I'm afraid I've been offline for some time and just received 772 emails.
I'm actually surprised that the death of A.D. Hope has only generated a few posts, considering the number of responses for Judith Wright.
The poem that Alison refers to is actually "On an engraving by Casserius" and the image was from a book called Anatomy(?) by Vaselius. There is a copy in the Rare Books library at Sydney University, probably the only copy in Australia. The images are amazing. One of these, the subject of Hope's poem, is featured in the Halstead Press Select Poems edited by David Brooks.
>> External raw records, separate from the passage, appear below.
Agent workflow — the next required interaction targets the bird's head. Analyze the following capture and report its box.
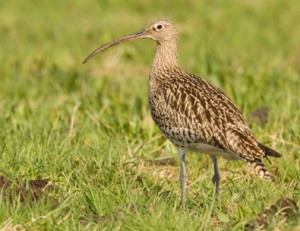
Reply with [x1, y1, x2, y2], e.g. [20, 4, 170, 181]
[83, 19, 178, 63]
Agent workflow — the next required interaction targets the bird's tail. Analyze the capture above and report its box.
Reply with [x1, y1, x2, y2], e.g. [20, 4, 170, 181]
[246, 158, 271, 181]
[257, 143, 282, 158]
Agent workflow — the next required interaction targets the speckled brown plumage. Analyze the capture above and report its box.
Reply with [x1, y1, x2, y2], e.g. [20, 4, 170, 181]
[84, 19, 281, 207]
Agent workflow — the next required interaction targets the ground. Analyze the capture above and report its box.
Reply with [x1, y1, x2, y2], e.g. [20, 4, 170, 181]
[0, 0, 300, 230]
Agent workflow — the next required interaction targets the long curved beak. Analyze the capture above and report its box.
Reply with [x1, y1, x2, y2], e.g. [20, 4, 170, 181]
[83, 29, 146, 64]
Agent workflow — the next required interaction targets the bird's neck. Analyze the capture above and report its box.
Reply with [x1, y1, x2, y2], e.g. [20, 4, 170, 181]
[150, 39, 178, 79]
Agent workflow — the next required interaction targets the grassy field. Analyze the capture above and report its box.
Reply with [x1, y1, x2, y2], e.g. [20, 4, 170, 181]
[0, 0, 300, 230]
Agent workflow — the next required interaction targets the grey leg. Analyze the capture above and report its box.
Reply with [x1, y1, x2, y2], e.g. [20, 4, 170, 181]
[210, 156, 220, 197]
[178, 148, 186, 209]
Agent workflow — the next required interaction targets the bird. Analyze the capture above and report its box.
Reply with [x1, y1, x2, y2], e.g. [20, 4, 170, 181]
[83, 19, 282, 209]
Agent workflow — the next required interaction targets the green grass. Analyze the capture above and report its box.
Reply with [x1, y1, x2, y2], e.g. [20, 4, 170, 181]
[0, 0, 300, 230]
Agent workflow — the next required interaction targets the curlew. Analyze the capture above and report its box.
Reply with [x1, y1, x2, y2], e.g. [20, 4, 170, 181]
[83, 19, 281, 208]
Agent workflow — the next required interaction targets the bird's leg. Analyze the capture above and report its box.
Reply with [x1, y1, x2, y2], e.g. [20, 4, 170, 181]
[210, 156, 220, 197]
[178, 148, 186, 209]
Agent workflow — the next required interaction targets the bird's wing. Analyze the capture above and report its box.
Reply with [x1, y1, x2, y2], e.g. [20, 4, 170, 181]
[162, 75, 265, 160]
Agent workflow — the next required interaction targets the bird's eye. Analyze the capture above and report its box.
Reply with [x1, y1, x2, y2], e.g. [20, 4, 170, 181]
[156, 24, 163, 30]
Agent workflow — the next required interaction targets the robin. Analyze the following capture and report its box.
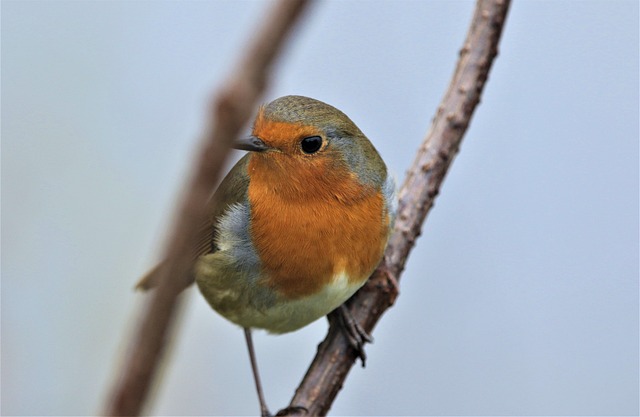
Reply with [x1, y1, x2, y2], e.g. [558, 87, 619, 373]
[138, 96, 395, 416]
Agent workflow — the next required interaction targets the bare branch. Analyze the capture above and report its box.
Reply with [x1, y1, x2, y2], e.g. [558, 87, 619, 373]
[105, 0, 309, 416]
[279, 0, 509, 416]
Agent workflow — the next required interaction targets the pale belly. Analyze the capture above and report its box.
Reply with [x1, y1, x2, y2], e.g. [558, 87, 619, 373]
[242, 274, 366, 333]
[195, 253, 368, 333]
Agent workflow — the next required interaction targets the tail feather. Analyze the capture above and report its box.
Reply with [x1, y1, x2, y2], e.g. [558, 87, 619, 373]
[135, 262, 164, 291]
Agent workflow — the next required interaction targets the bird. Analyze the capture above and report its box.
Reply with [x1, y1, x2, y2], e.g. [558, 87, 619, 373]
[138, 95, 396, 417]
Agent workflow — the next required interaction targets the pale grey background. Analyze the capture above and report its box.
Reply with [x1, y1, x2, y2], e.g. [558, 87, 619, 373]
[1, 1, 638, 415]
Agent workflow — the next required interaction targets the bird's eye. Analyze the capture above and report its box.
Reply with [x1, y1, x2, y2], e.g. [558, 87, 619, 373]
[300, 136, 322, 154]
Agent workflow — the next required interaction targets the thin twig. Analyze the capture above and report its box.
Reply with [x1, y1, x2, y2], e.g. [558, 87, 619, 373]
[105, 0, 309, 416]
[280, 0, 509, 416]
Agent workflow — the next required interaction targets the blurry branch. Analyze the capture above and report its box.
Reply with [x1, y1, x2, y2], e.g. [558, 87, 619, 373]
[279, 0, 509, 416]
[104, 0, 309, 416]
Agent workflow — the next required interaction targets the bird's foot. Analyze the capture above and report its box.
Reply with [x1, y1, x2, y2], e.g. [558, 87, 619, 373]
[276, 405, 309, 417]
[327, 304, 373, 368]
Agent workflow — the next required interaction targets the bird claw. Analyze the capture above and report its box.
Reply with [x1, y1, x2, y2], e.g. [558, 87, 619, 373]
[276, 405, 309, 417]
[327, 304, 373, 368]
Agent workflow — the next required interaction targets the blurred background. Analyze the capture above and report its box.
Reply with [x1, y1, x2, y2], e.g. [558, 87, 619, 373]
[1, 0, 639, 415]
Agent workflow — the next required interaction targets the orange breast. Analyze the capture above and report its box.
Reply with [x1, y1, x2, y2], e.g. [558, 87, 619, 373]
[248, 154, 388, 299]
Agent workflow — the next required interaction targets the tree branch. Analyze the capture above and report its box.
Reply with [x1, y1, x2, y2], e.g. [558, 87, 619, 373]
[104, 0, 309, 416]
[278, 0, 509, 416]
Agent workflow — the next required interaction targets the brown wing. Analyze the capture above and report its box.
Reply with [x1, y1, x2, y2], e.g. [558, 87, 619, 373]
[136, 153, 251, 290]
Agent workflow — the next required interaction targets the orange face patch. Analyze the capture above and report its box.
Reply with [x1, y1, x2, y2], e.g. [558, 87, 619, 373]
[253, 109, 322, 153]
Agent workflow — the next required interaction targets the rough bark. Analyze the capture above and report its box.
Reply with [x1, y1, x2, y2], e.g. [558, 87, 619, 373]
[278, 0, 509, 416]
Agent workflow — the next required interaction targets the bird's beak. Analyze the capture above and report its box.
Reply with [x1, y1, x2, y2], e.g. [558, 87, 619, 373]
[231, 136, 271, 152]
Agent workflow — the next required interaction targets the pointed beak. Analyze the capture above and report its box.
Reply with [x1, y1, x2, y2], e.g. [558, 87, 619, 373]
[231, 136, 271, 152]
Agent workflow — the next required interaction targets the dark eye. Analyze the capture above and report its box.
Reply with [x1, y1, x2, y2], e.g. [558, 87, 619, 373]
[300, 136, 322, 153]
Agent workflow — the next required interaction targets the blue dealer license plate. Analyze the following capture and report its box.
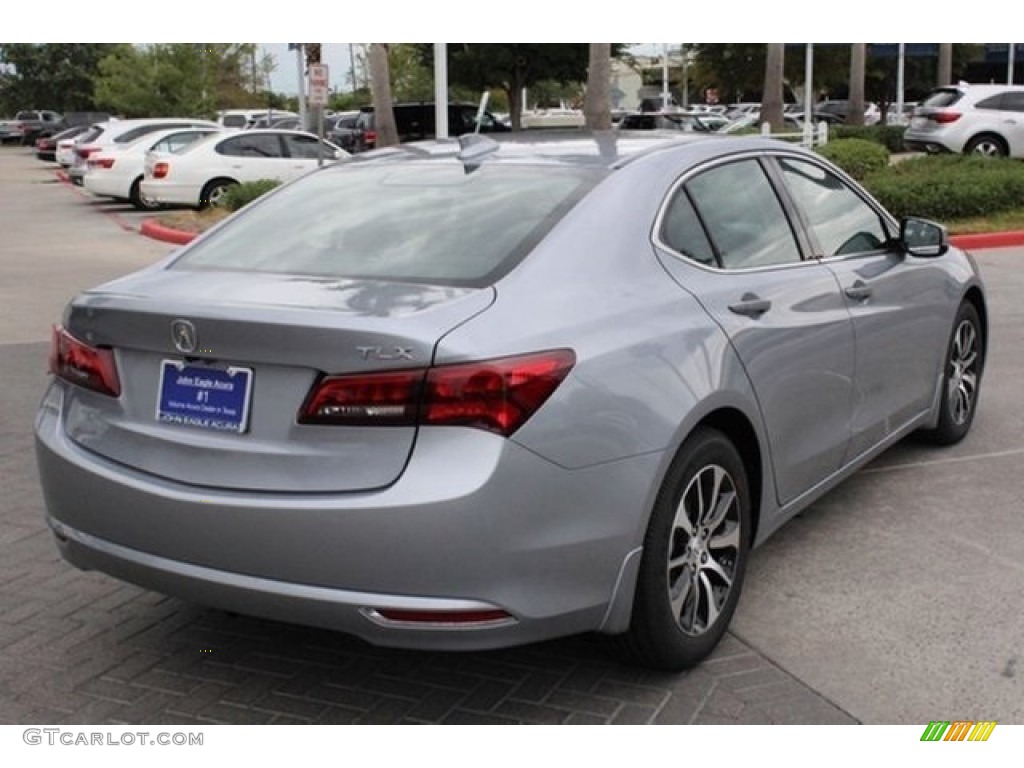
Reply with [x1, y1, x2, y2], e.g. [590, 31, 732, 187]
[157, 360, 253, 432]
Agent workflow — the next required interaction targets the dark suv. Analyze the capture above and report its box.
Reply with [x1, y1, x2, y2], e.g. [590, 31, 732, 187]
[355, 101, 509, 152]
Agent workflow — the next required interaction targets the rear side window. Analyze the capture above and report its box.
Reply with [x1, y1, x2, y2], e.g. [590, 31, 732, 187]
[114, 123, 188, 144]
[921, 88, 964, 109]
[686, 160, 800, 269]
[216, 133, 283, 158]
[174, 162, 603, 286]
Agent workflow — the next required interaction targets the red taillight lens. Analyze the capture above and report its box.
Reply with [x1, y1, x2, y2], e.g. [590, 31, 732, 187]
[932, 112, 961, 125]
[299, 371, 424, 426]
[298, 349, 575, 437]
[423, 349, 575, 436]
[50, 326, 121, 397]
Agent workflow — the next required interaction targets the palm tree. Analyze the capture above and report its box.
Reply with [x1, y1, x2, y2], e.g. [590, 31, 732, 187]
[367, 43, 398, 146]
[583, 43, 611, 131]
[761, 43, 785, 132]
[846, 43, 867, 125]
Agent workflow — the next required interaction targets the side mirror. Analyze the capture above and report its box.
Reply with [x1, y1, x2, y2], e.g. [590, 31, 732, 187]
[899, 217, 949, 258]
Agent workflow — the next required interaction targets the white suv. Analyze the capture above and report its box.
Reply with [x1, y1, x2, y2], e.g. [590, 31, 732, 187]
[903, 83, 1024, 158]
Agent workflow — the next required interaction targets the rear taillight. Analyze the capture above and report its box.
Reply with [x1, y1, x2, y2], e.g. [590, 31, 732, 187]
[298, 349, 575, 437]
[50, 326, 121, 397]
[930, 112, 961, 124]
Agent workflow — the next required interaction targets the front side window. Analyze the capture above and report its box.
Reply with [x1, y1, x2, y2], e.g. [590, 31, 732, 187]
[285, 134, 335, 160]
[686, 159, 800, 269]
[778, 158, 889, 257]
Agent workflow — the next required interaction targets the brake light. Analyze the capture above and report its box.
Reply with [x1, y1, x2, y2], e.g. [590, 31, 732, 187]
[49, 326, 121, 397]
[298, 349, 575, 437]
[931, 112, 961, 125]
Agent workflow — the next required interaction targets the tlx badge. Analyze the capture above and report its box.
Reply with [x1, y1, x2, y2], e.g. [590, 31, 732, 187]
[355, 346, 413, 360]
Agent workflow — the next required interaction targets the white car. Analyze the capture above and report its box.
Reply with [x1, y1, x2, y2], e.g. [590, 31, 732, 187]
[82, 127, 220, 211]
[141, 128, 349, 208]
[68, 118, 220, 186]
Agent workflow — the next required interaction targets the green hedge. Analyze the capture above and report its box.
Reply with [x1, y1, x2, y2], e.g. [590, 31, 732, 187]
[221, 178, 281, 212]
[818, 138, 889, 180]
[828, 124, 906, 152]
[863, 155, 1024, 221]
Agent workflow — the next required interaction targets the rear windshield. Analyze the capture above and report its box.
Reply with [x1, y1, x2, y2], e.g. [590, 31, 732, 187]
[173, 162, 603, 287]
[921, 88, 964, 109]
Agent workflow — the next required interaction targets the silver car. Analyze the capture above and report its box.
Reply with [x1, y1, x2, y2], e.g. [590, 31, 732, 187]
[36, 132, 987, 669]
[903, 83, 1024, 158]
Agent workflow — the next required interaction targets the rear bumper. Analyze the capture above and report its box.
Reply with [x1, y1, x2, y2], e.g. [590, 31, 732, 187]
[36, 383, 660, 650]
[139, 179, 200, 208]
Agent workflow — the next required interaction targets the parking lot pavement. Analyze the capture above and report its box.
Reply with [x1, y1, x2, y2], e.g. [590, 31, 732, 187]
[0, 148, 1024, 724]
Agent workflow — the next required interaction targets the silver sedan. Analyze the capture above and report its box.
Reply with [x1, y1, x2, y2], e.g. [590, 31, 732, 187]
[36, 132, 987, 669]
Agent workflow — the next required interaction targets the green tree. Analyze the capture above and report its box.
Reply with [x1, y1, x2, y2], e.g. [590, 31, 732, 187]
[0, 43, 129, 113]
[417, 43, 624, 130]
[95, 43, 272, 117]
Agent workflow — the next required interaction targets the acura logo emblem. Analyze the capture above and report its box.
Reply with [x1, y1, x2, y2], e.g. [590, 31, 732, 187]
[171, 321, 199, 354]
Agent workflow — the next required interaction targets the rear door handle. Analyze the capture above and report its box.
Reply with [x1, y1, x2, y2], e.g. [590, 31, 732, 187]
[729, 293, 771, 317]
[843, 280, 871, 301]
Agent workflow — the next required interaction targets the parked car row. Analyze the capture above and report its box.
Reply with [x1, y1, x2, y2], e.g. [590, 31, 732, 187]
[36, 117, 348, 210]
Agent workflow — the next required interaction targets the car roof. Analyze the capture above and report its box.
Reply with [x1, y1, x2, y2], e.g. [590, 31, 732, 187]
[345, 130, 792, 170]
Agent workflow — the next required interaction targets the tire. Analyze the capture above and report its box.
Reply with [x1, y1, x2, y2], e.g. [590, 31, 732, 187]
[128, 176, 161, 211]
[964, 133, 1010, 158]
[616, 427, 751, 672]
[199, 178, 239, 209]
[921, 302, 985, 445]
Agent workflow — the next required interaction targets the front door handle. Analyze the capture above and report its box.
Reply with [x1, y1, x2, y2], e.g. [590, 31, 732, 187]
[729, 293, 771, 317]
[843, 280, 871, 301]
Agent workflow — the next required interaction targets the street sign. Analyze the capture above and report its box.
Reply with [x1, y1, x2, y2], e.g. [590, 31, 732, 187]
[309, 63, 329, 106]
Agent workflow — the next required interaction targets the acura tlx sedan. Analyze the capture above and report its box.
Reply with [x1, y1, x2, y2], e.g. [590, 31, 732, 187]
[36, 132, 987, 670]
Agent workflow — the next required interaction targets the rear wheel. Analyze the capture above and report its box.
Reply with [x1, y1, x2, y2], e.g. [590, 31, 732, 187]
[618, 428, 751, 671]
[964, 133, 1010, 158]
[922, 302, 985, 445]
[199, 178, 238, 208]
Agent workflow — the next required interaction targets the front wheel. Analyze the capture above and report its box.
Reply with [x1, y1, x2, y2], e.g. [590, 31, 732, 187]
[620, 428, 751, 671]
[922, 302, 985, 445]
[964, 134, 1010, 158]
[199, 178, 238, 208]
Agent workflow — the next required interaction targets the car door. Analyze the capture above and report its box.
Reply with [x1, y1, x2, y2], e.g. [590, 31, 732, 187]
[216, 132, 295, 182]
[657, 157, 854, 504]
[777, 157, 949, 459]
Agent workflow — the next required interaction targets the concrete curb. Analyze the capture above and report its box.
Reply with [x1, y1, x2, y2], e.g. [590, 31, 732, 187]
[138, 219, 199, 246]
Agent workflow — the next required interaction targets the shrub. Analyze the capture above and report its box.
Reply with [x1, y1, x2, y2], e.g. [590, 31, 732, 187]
[864, 155, 1024, 221]
[828, 123, 906, 152]
[221, 178, 281, 213]
[818, 138, 889, 181]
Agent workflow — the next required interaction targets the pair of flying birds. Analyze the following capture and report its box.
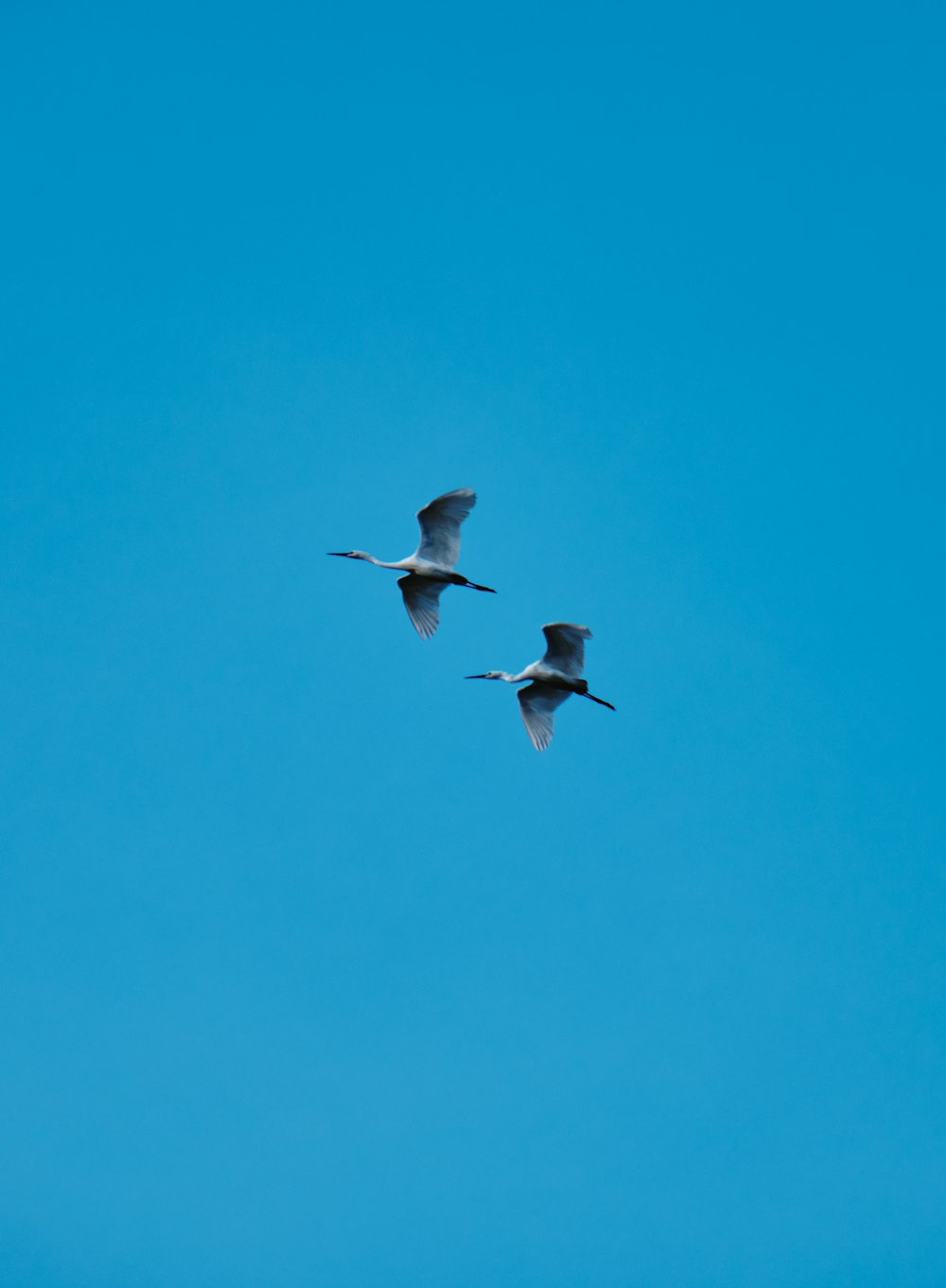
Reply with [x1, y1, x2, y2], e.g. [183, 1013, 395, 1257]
[329, 486, 614, 750]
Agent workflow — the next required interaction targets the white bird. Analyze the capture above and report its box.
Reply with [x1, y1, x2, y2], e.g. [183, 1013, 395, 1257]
[464, 622, 615, 750]
[328, 486, 496, 640]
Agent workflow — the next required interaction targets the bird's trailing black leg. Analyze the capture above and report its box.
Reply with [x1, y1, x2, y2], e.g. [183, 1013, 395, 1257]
[582, 692, 618, 711]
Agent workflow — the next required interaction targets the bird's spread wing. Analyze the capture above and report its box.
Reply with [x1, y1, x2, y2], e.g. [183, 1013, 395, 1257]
[397, 572, 447, 640]
[517, 680, 571, 750]
[417, 486, 476, 568]
[542, 622, 590, 679]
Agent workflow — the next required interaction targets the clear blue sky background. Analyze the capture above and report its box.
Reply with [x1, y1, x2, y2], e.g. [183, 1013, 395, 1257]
[0, 3, 946, 1288]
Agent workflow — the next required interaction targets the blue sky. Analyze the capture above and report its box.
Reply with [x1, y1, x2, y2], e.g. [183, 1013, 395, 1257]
[0, 4, 946, 1288]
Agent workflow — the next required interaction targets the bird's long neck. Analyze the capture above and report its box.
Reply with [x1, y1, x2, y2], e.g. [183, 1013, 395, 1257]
[361, 556, 401, 568]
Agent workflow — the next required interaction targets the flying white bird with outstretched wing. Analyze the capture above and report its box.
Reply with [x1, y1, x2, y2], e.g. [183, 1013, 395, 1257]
[329, 486, 496, 640]
[466, 622, 614, 750]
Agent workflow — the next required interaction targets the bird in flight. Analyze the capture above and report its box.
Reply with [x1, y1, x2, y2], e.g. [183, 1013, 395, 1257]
[464, 622, 615, 750]
[328, 486, 496, 640]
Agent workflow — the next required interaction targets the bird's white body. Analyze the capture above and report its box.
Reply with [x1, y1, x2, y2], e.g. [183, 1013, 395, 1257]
[467, 622, 614, 750]
[332, 486, 496, 640]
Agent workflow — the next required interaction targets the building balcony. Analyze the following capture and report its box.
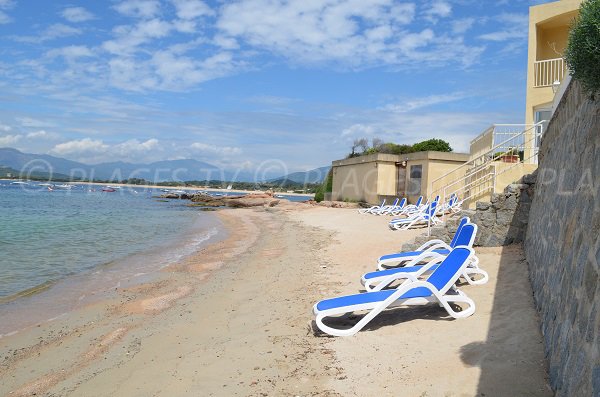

I would suggest that anyone turned away by Hope's apparent formalism takes another look. Some of his poems are the greatest I have ever read. I was fortunate enough to spend 6 months studying both Hope and Wright at Sydney Uni in a course run by David Brooks. It is interesting to read Hope and Wright side by side, some of the connections are very interesting, and the commentary that the two have made on each others poetry/philosophy reveals not only an excellent insight to the subject but also the author. Judith Wright's analysis of Hope's dualism is probably the best example!
Regarding the apparent formalism and the concept of the professor-poet I thought I would include a quote from the intro to "The Double Looking Glass" (essays on Hope ed. by Brooks):
"It is interesting to reflect that if Frank Moorehouse, challenging the censorship of the period, was publishing in Playboy, so too at one point did A.D. Hope ("The Ballad of Dan Homer"), whom the poets of Moorehouse's generation tended to see as their conservative bete-noir."
I would strongly second Viv's comments about The Wandering Islands and add to that some personal favourites: End of a Journey, On an Engraving by Casserius, The Double Looking Glass.
And as a last comment, which I think featured in the Saturday Sydney Morning Herald... There was the story of Hope tracking down a rather decrepit and drunk Chris Brennan in a Sydney pub. Hope followed him into the bathroom and began to scrawl graffiti in Latin on the wall. Brennan couldn't resist taking the pencil and correcting the grammar.
Hope was one of the great Australian poets well worth further reading.